It is actually expensive to divest from fossil fuels both from the trading costs of selling, and more particularly, continuously monitoring your portfolio to make sure that fossil fuel companies have not entered surreptitiously in the course of companies in your portfolio buying shares in other companies that have subsidiaries in the fossil fuel industry.
Fischel’s study bases its conclusions on a historical comparison of two hypothetical, diversified, value-weighted stock indices for the period 1965-2014. One index included typical fossil fuel stocks, the other did not. The result: The fund that excluded the fossil fuel investments performed worse than the one that included them. Adding in a variety of other factors — attitudes toward risk, compliance and transaction costs — the analysis suggests that the climate-friendly fund would have earned 23 percent less over the last 50 years.
The Guardian quotes studies that argue the following:
Here are some studies, not funded by the oil industry, which indicate recent divestment would, if anything, have had a positive impact on returns and can reduce investment risk
That actually makes their arguments a wee suspicious. Too good to be true. It’s too much of a happy coincidence that moral choices such as disinvestments are also profitable.

Indeed, if disinvestment was profitable, actively managed portfolios would already have disinvested or marked down the returns and exposure from those shares already to account for the risks of fossil fuel and the temporary profits of peak oil.

The environmental movement manages to believe in both peak oil – oil will run out in the next two decades or so – and global warming based on runaway carbon emissions for the rest of the century burning the increasingly expensive and increasingly scarce crude oil that had ran out a long time ago previously. Global warming will solve itself as long as we are willing to accept that the environmental movement is genuine in its predictions about peak oil.

At bottom, the Guardian is trying to argue that an actively managed portfolio offers superior returns to an index linked passive portfolio that minimises trading costs. Furthermore, that form of active management requires detailed monitoring of the entire portfolio to ensure that fossil fuel investments do not inadvertently re-enter through the investment decisions of each company in that portfolio.

I can’t remember whether its 70% or 80% of actively managed share portfolios fail to beat the market in any one year. The Guardian’s previously warned in its business pages about actively managed share portfolios swallowing up to 1/3rd of investment returns as management fees.
Figure 1: Who Routinely Trounces the Stock Market?

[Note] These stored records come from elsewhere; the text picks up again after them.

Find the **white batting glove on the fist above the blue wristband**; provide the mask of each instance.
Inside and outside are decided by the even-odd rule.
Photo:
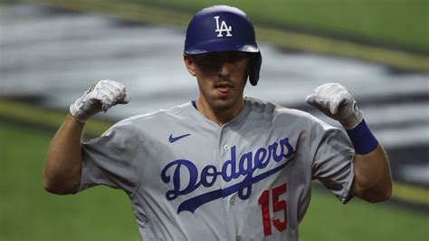
[[[327,116],[338,120],[346,130],[351,130],[362,121],[362,111],[348,90],[339,83],[324,83],[305,99]]]

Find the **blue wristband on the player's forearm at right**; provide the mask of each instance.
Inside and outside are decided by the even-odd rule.
[[[368,154],[378,146],[378,141],[367,127],[365,120],[362,120],[354,129],[347,130],[347,133],[358,155]]]

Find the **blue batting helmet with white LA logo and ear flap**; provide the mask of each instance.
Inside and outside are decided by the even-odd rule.
[[[256,44],[253,24],[236,7],[215,5],[194,15],[187,26],[185,53],[239,51],[254,53],[250,61],[249,81],[256,85],[261,70],[262,55]]]

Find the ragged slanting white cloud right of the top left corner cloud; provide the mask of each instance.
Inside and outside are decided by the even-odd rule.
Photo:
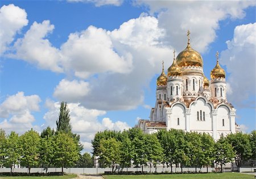
[[[34,22],[24,37],[15,42],[16,54],[11,57],[35,63],[42,69],[62,72],[63,69],[60,66],[61,54],[46,39],[53,29],[54,25],[50,24],[49,20],[44,20],[42,23]]]

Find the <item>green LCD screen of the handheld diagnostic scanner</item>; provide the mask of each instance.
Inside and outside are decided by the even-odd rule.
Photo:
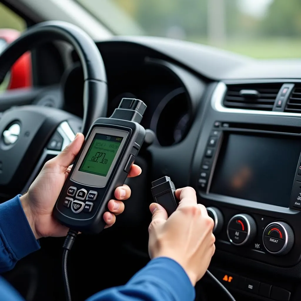
[[[79,171],[106,176],[123,137],[96,134]]]

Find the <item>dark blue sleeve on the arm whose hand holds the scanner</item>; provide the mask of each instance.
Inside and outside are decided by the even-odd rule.
[[[0,204],[0,273],[40,248],[23,211],[20,195]]]

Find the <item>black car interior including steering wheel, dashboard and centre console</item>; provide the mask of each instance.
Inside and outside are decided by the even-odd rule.
[[[126,180],[124,213],[100,234],[78,235],[70,252],[73,300],[125,284],[150,260],[151,183],[163,176],[206,206],[216,237],[209,271],[236,300],[301,299],[300,60],[155,36],[93,41],[3,3],[27,29],[13,40],[0,33],[0,82],[10,81],[0,94],[1,202],[26,192],[47,160],[122,98],[147,105],[141,125],[154,139],[135,159],[142,174]],[[27,301],[65,300],[63,242],[41,238],[3,274]],[[227,299],[206,275],[195,289],[196,300]]]

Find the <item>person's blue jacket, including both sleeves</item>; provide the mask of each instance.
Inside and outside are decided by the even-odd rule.
[[[0,204],[0,272],[12,269],[17,260],[39,247],[19,196]],[[103,290],[87,301],[190,301],[194,297],[194,287],[183,268],[172,259],[159,257],[151,260],[127,284]],[[0,300],[23,299],[0,277]]]

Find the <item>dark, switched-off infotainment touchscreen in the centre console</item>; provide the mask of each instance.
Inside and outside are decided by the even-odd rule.
[[[301,140],[287,136],[226,134],[210,192],[289,207],[300,151]]]

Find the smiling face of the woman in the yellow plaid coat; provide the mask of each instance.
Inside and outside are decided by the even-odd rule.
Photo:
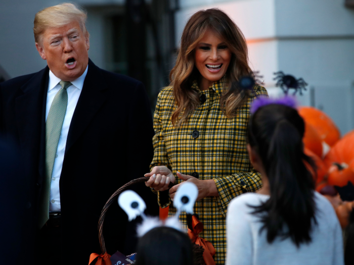
[[[200,89],[207,89],[213,82],[221,79],[228,70],[230,61],[231,51],[224,39],[220,39],[214,31],[207,30],[195,49],[195,66],[202,78]]]

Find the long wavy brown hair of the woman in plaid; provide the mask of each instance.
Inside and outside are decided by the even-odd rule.
[[[225,111],[227,117],[235,117],[237,110],[248,98],[248,94],[241,96],[237,86],[232,86],[232,83],[237,82],[242,76],[253,76],[248,66],[247,44],[241,30],[228,15],[219,9],[198,11],[188,20],[183,30],[176,64],[169,74],[177,105],[171,120],[176,127],[180,127],[188,115],[200,104],[198,92],[191,88],[192,82],[200,77],[195,67],[195,47],[208,29],[224,39],[232,54],[226,72],[224,92],[220,98],[222,110]]]

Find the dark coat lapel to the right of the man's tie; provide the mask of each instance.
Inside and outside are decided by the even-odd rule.
[[[105,84],[99,69],[91,60],[83,83],[82,91],[70,123],[65,153],[79,139],[94,115],[106,100]]]

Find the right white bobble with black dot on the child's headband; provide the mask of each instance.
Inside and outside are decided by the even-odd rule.
[[[177,208],[177,212],[186,211],[187,214],[193,215],[193,206],[198,197],[198,188],[192,182],[182,182],[173,199],[173,205]],[[176,214],[178,216],[178,214]]]

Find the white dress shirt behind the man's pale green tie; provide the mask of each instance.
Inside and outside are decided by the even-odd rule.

Actively managed portfolios fail to beat a passively managed portfolio with the same composition and diversification as the whole share market itself which trades in shares only for liquidity and to rebalance the portfolio to match new compositions of the share market. Just 2 out of 2,862 actively managed funds managed to beat the market five years a row in the US stock market.
Divestiture from fossil fuels is not a one-off act. There are continual compliance costs and an investment strategy that forecloses using a whole range of low-cost index linked passive investment share portfolio managers. That cannot be denied. . American University said that divesting from these companies would require that AU investments be withdrawn from index funds and commingled funds in favour of more actively managed funds [and] estimated this withdrawal would cause management fees to double.